Weird enough that she still can’t believe she’s on a tour, for her music, and that there’s people screaming the words back to her; that people are as passionate about her music as she is; that she’s harnessed a connection to the listener through her nihilistic and witty songwriting.
“There are moments where you have this encompassing feeling of ‘oh my f**king god’ level-wow. Playing Reading and Leeds main stages, and going on tour with Olivia, it doesn’t feel like it’s real. That’s as close as I’ve felt to ‘making it’, I suppose.
“But as an artist, you’re always chasing that next thing. It’s never good enough, it’s never big enough, and especially with the state of the industry as it is, it’s never you enough.
Baby Queen’s ‘Quarter Life Crisis’ is available to stream and purchase now.
(Image Credit: Talia Robinson)
Dichotomy is the ever-present thread in our conversation. I’m keen to understand Latham’s sense of self with her songwriting, especially given the musical landscape in the age of social media and rising prominence of AI.
“Labels can’t break anyone because the market is so oversaturated. There’s always been a focus on numbers, but the industry’s problem now is that statistics no longer mean anything in a world where anyone can be famous, and everyone can live off millions and millions of views.
“The audience has a very small attention span, and we are now getting the biggest songs in the world coming from fifteen second soundbites of that song. AI is able to write songs and what’s to say that in two year’s time, we won’t even give a f**k about where those fifteen second soundbites came from?”
When argued that people can sense the lack of human touch in a song, she deliberates: “I think humans have this innate desire to idolise other people. Although you can tell now that something’s AI generated, I don’t think you’ll be able to soon.”
The significance of songwriting, then: does she class herself as a lyricist or an instrumentalist? Is it the words or the music that comes first in her writing process?
“Sometimes it’s a phrase – ‘Internet Religion’, ‘Buzzkill’, ‘Quarter Life Crisis’. I had the names of the song; they were punchy, and you can flesh out from the ultimate topic. It’s easier to write when you know what you’re writing about, and what the vibe you’re going for is.

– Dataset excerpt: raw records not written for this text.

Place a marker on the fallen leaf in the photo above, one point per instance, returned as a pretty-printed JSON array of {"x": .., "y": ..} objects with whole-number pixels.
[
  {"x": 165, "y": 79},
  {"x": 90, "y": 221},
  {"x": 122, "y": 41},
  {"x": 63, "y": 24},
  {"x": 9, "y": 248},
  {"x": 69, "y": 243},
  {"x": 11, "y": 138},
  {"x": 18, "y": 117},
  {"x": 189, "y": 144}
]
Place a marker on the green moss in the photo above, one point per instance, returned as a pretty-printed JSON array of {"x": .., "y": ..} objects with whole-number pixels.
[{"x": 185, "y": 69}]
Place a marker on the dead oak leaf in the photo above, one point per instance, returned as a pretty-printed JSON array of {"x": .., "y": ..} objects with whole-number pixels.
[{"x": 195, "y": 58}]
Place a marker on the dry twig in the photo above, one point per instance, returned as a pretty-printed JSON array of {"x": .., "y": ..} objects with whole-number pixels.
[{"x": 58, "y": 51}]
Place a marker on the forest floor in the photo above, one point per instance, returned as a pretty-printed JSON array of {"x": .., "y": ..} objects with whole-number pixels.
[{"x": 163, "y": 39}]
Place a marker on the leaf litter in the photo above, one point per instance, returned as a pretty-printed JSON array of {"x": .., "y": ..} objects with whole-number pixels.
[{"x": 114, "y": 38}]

“Sometimes it’s more production. I like to create a sound bed, which is what happened with ‘Dover Beach’, that elicited this emotion from me that then informs the melody and everything else. It’s different every time, but I’d say I’m very lyrically focused and obsessed with lyrics.”

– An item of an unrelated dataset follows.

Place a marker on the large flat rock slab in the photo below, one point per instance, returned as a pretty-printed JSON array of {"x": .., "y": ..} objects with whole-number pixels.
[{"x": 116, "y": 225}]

As a concept album, ‘Quarter Life Crisis’ has the niche of stylising a narrative. Baby Queen draws from her vulnerability, endearing relatability, and nihilistic freedom to be who she wants to be. I asked whether the album was intended as a concept piece and Bella agreed: “That’s what I always wanted. It’s really important to find some sort of topical thread that pulls it altogether. Whether that’s a visual, or a storyline.
“I was trying to dig into what I was genuinely feeling at the time of making it. I haven’t been in love or heartbroken for the longest time, which is obviously the best way to harvest music and art.
“Songwriting doesn’t exist, like it literally doesn’t exist, if I hadn’t written any songs before – where are they? I have to create it in order for it to be a thing. I can’t touch it. They’re not tangible objects. It’s a f**king weird thing to do.
“It’s been very solipsistic. Reflecting inward and thinking; what do I think? What do I feel? What is actually going on here? It’s been a therapy session for me and now it’s finally out there, the fans have really latched onto it. It feels good.”